Caroline Lamarche remonte le fil généalogique de sa lignée pour comprendre pourquoi un lointain ancêtre du XIXe siècle a subi l’outrage d’être effacé des archives familiales. D’abord drolatique et pittoresque, l’enquête se mue en introspection sur son propre couple qui se délite. En effet, après huit années de vie conjugale et deux enfants, elle comprend qu’elle est la femme d’un homosexuel. « C’est subir le placard du placard, c’est l’effet domino de l’homophobie ». Alors qui est « le bel obscur » ? Son ancêtre rejeté et mort jeune dans le terrible déni maternel ? Ou son mari dont l’amour courtois est l’élégante parure sociale d’un homme qui ne sera jamais heureux avec une femme ? Où se cache la vérité sinon dans la liberté d’être soi-même ? Lamarche, en se mettant a nu, exploite tout le potentiel de la palette des humeurs et des passions humaines.
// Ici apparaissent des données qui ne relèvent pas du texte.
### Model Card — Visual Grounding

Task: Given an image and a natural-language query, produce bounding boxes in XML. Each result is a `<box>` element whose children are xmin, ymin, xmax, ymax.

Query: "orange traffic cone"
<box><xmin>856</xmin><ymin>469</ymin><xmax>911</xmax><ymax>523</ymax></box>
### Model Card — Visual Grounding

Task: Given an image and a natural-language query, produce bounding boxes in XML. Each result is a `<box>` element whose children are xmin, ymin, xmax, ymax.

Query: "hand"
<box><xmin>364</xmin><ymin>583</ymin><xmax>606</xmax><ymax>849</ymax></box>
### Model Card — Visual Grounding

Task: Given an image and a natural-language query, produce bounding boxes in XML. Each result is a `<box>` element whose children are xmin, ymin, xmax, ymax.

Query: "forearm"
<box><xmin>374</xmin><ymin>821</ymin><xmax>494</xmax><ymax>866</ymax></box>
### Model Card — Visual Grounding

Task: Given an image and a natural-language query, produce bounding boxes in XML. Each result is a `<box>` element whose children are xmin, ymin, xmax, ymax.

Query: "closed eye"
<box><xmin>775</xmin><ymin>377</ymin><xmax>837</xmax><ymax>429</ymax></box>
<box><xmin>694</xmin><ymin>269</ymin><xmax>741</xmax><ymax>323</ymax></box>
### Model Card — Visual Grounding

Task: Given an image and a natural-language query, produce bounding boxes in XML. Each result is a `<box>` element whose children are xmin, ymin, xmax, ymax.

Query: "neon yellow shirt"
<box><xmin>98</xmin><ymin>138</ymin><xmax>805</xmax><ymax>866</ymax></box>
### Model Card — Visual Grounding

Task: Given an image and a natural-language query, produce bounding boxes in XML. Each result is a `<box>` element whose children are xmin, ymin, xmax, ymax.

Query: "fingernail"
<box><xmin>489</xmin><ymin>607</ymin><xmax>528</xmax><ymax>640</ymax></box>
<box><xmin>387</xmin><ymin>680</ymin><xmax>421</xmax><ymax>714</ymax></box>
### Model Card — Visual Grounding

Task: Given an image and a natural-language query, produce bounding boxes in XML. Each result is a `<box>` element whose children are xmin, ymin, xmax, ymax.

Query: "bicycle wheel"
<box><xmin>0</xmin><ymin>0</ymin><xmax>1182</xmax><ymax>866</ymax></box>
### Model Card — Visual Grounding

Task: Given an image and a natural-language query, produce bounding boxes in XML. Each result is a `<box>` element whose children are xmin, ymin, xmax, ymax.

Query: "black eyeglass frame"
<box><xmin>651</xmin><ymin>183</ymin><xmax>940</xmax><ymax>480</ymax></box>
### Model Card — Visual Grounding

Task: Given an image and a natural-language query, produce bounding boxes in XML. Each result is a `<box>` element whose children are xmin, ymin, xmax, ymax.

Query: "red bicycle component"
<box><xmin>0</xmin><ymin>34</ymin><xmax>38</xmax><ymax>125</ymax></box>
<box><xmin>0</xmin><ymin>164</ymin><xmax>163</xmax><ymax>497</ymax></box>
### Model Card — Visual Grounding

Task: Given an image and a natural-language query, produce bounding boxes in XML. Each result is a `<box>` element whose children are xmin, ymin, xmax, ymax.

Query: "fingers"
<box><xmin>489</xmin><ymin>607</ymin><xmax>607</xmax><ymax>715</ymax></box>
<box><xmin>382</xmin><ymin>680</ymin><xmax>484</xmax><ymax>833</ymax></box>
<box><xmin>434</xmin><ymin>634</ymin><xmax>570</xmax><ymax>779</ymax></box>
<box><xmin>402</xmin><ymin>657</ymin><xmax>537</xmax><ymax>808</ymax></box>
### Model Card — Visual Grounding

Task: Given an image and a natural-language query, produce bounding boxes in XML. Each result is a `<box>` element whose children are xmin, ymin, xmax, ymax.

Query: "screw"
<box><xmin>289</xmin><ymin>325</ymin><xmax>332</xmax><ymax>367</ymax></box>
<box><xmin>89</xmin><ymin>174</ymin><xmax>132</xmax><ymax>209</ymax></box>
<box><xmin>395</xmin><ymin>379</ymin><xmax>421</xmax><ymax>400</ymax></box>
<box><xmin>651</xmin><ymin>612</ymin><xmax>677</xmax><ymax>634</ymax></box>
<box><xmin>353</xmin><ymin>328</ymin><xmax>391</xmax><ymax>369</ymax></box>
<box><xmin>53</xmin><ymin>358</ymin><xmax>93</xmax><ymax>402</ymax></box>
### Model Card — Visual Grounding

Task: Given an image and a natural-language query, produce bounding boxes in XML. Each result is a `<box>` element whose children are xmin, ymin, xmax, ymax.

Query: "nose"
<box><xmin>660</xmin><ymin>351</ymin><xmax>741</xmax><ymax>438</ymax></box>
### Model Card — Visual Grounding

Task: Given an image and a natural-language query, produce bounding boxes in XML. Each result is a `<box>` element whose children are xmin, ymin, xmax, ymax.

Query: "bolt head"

Hétéro, la cinquantaine bien sonnée, père de famille, enfin je comprends peut-être certaines réalités queer et gay qui m’étaient totalement obscures grâce à l’incommensurable bienveillance d’une femme délaissée en quête d’amour. C’est son talent d’écriture et les mots qu’elle met sur les « choses de la vie » qui me vaut cette nécessaire initiation à la pluralité de ces intersections de genres et d’existences. Je referme ce roman avec plus de questions que de réponses… mais la lecture n’est est-elle pas aussi un acte politique ? Lire, c’est s’ouvrir à l’Autre, prendre le « risque » de changer et de ne pas comprendre tout, tout de suite. Notre monde aurait bien besoin de plus de lecteurices… et plus de romans comme celui-ci pour élargir les horizons.